Si l’aspect sportif est essentiel, il fait fi des pertes financières. «Je n’ai pas d’autre choix que de faire abstraction des montants que j’aurais pu hypothétiquement gagner. Je dois rester positif et me concentrer sur la prochaine compétition!»

Il profite donc de cette pause pour se ressourcer physiquement et mentalement. Un retour vers les éléments fondamentaux et son développement personnel.

Pascal Isabelle en plein entraînement. 

Un quotidien entre salle de gym, lectures et méditation

Il ne veut pas s’apitoyer sur son sort et préfère tirer profit de ces moments particuliers. «Notre sport est très exigeant, j’en profite pour guérir toutes ces petites blessures qui trainaient depuis de longs mois.»

Conscient que ses adversaires, souvent américains, s’entrainent eux aussi dans des conditions particulières, il est optimiste pour la suite. «Le circuit va reprendre prochainement, il faudra être le meilleur physiquement et mentalement!»

Il nourrit ainsi son quotidien d’exercices physiques effectués dans son bureau, comme il dit. Un bureau qui lui semble de temps en temps un peu morose. «Bien sûr, ce n’est pas facile tous les jours, alors j’ai tapissé les murs de photos, de messages d’encouragement, des citations, ça m’aide à ne rien lâcher!»

Il profite aussi de ces semaines pour travailler sur lui-même et mieux comprendre et entrainer ses capacités psychiques. Ainsi, il effectue de longues séances «de méditation, de visualisation, tout en empruntant aux apnéistes ces techniques de respiration essentielles à l’apport d’oxygène dans le corps». Le but : «sortir plus fort!».

Annulation du Stampede de Calgary 2020. 

Même les athlètes ont besoin d’air

En attendant, cette fin de semaine, il a eu besoin de se ressourcer et de retrouver les chevaux pour un temps. «Rester enfermé, ça a ces limites!
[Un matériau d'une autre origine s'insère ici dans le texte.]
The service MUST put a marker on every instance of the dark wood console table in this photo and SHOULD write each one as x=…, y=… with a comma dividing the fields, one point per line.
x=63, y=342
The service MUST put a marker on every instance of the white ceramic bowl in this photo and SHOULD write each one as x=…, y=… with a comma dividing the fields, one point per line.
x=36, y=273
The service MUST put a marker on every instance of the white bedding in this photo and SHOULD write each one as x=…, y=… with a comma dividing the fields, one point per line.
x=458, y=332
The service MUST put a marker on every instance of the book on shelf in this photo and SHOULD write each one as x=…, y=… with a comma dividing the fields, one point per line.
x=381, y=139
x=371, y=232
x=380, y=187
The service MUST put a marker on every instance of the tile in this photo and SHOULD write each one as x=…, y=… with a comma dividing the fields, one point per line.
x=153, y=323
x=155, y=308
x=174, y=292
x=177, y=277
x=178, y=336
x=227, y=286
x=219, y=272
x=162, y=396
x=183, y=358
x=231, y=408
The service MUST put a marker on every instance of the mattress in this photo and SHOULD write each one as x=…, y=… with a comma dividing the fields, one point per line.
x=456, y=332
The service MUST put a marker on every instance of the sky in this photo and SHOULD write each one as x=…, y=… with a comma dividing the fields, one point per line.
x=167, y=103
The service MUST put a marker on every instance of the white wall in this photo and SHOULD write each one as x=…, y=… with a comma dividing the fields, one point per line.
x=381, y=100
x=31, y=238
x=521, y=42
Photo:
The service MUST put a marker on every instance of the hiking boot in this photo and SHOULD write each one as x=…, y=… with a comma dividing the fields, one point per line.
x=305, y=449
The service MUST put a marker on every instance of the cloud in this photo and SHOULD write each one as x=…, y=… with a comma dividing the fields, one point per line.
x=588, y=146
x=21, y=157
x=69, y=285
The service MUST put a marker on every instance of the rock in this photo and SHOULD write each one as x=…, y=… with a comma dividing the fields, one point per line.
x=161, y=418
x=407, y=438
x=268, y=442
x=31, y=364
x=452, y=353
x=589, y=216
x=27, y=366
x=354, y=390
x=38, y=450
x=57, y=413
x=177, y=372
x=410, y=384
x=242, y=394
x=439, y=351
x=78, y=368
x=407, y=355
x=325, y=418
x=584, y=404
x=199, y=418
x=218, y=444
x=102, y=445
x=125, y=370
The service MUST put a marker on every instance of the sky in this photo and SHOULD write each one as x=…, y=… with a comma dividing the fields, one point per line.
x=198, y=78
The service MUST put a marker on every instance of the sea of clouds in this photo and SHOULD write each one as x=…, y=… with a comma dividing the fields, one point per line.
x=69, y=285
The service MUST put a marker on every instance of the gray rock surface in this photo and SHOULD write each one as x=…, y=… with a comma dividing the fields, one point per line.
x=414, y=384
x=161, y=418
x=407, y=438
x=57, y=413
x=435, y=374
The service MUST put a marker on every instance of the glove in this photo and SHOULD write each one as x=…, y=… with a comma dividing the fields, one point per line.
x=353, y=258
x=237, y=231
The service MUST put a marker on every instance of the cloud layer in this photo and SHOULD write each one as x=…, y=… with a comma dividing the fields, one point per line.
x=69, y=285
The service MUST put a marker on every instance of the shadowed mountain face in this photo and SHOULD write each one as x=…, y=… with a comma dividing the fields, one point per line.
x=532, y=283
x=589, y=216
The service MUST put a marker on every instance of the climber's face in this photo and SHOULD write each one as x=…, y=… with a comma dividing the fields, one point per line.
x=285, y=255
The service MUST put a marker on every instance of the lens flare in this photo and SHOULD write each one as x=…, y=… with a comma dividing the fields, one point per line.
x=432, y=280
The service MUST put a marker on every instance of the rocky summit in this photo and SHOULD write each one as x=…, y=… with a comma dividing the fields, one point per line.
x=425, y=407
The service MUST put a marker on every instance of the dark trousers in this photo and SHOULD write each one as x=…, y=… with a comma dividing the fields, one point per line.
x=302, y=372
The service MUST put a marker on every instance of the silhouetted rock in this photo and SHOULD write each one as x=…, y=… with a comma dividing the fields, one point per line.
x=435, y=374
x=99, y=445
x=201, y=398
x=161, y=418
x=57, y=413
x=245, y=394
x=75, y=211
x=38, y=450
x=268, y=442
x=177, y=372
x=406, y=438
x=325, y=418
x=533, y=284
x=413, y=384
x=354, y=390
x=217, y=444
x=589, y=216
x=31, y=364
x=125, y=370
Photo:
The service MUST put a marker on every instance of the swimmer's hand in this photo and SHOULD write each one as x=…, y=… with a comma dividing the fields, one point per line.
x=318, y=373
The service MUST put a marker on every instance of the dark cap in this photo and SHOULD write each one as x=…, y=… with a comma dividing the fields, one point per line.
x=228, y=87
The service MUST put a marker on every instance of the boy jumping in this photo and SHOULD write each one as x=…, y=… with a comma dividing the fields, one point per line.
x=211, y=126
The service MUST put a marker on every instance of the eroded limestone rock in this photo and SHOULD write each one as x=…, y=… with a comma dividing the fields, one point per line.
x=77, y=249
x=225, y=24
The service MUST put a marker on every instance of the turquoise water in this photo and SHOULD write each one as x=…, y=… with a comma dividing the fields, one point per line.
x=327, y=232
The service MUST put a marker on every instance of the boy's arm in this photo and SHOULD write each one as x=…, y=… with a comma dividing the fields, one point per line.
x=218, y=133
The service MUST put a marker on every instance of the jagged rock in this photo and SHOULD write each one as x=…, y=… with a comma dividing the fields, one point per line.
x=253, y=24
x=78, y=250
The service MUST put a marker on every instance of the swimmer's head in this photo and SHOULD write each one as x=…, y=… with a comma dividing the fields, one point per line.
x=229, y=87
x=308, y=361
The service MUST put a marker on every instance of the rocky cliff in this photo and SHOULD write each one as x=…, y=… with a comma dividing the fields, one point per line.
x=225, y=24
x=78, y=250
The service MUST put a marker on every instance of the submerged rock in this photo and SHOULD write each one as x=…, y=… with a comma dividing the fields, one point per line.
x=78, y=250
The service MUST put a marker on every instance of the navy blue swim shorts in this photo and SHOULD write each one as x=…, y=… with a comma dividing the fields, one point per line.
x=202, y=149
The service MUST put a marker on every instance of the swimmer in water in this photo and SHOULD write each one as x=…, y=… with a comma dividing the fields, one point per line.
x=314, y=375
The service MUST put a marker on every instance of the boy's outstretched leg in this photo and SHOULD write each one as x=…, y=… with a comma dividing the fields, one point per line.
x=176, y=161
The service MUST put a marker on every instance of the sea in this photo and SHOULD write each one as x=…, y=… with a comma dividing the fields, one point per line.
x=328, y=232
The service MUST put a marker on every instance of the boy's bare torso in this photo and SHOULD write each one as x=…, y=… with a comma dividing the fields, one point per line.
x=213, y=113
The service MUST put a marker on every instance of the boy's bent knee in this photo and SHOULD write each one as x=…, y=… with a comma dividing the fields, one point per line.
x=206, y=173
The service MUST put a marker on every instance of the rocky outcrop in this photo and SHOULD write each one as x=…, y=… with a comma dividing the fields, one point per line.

J’avais besoin de me reconnecter avec l’animal. C’est un moment intense qu’on ne doit pas ignorer», affirme-t-il. Ainsi, pour quelques heures, il est allé réunir un troupeau dans un ranch voisin accompagné de sa blonde et de son frère.

Impatient tout de même de retrouver la compétition très vite, il suppose qu’il rejoindra le circuit international aux États-Unis dès le mois de juillet. En effet, la rumeur court que les rodéos vont très vite reprendre de l’autre côté de la frontière. «Je dois être prêt, ce sont des rodéos tous les jours, pas le temps de s’ennuyer», indique-t-il. Finalement, il n’oublie pas ses admirateurs et leur donne rendez-vous pour le Stampede en 2021!